Published: Wednesday, July 23, 2008 at 6:00 a.m.
Last Modified: Wednesday, July 23, 2008 at 10:32 a.m.
BEIJING -

A smartly dressed man carried a lit cigarette into the elevator of an upscale apartment building here one recent morning, and something remarkable happened.

SHIHO FUKADA / THE NEW YORK TIMES
Two women smoke while conversing at a restaurant in Beijing on May 8, 2008. In a country where one in four people smoke -- and where doctors light up in hospital hallways and health ministers puff away during meetings -- there are signs that a decade of half-hearted public campaigns against tobacco may finally be gaining some traction.

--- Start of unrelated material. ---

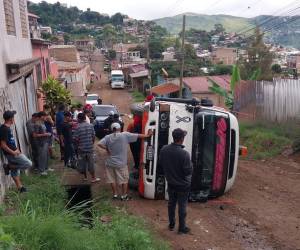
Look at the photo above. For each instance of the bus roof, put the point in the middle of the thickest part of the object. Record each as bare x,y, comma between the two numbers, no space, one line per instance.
116,72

A fellow passenger, a middle-aged woman with a pet Maltese tethered to her wrist, waved a hand in front of her face and produced a series of mannered coughs that had the desired effect: The man stepped on the cigarette and muttered an apology.

In a country where one in four people smoke, and where doctors light up in hospital hallways and health ministers puff away during meetings, it was a telling sign that a decade of halfhearted public campaigns against tobacco might finally be gaining traction.

Last May, the municipal government banned cigarettes in schools, railway stations, office buildings and other public places. Chinese athletes are no longer permitted to accept tobacco company sponsorships. Cigarette advertising on billboards will be restricted during the Olympics. Prime Minister Wen Jiabao has declared that the games will be "smoke free."

Despite the new laws and proclamations, the impact might elude nonsmoking visitors who arrive in the capital next month. Most restaurants remain shrouded in smoke, the air in clubs and bars can be asphyxiating and a year-old prohibition against lighting up in Beijing taxis has had little effect.

"If I point to the no-smoking sign, the passenger will just laugh and keep smoking," said Hui Guo, a cab driver who does not smoke.

Government officials say that 100,000 inspectors have been dispatched to ticket smoking scofflaws, but the $1.40 fine offers little deterrence, especially to the nouveau riche entrepreneurs who proudly brandish the gold-filtered Chunghua brand, which sell for $10 a pack.

Li Baojun, the manager of a popular restaurant on Ghost Street, explained why he did not dare tell patrons to stop chain-smoking during meals.

"My customers would rather starve than not smoke, and I would go out of business," he said, as a thick pall hung over the diners. "In China, you cannot drink, eat and socialize without a cigarette."

About 350 million of China's 1.3 billion people are regular smokers, more than the entire population of the United States, and 1.2 million people in China die each year from smoking-related causes..

(Unlike cigarettes in much of the world, Chinese brands carry no health warning on labels, although that is scheduled to change in 2011.)

The nation's lukewarm efforts to curb smoking are complicated by the government's control over the tobacco industry, which provides about $31 billion in taxes each year, about 8 percent of the government's revenue.

China produces a third of the world's tobacco, with more than 400 domestic brands offered at Beijing's ubiquitous tobacco shops. During a debate over antismoking measures last year, Zhang Baozhen, a vice director of the State Tobacco Monopoly Administration, warned that "without cigarettes the country's stability will be affected."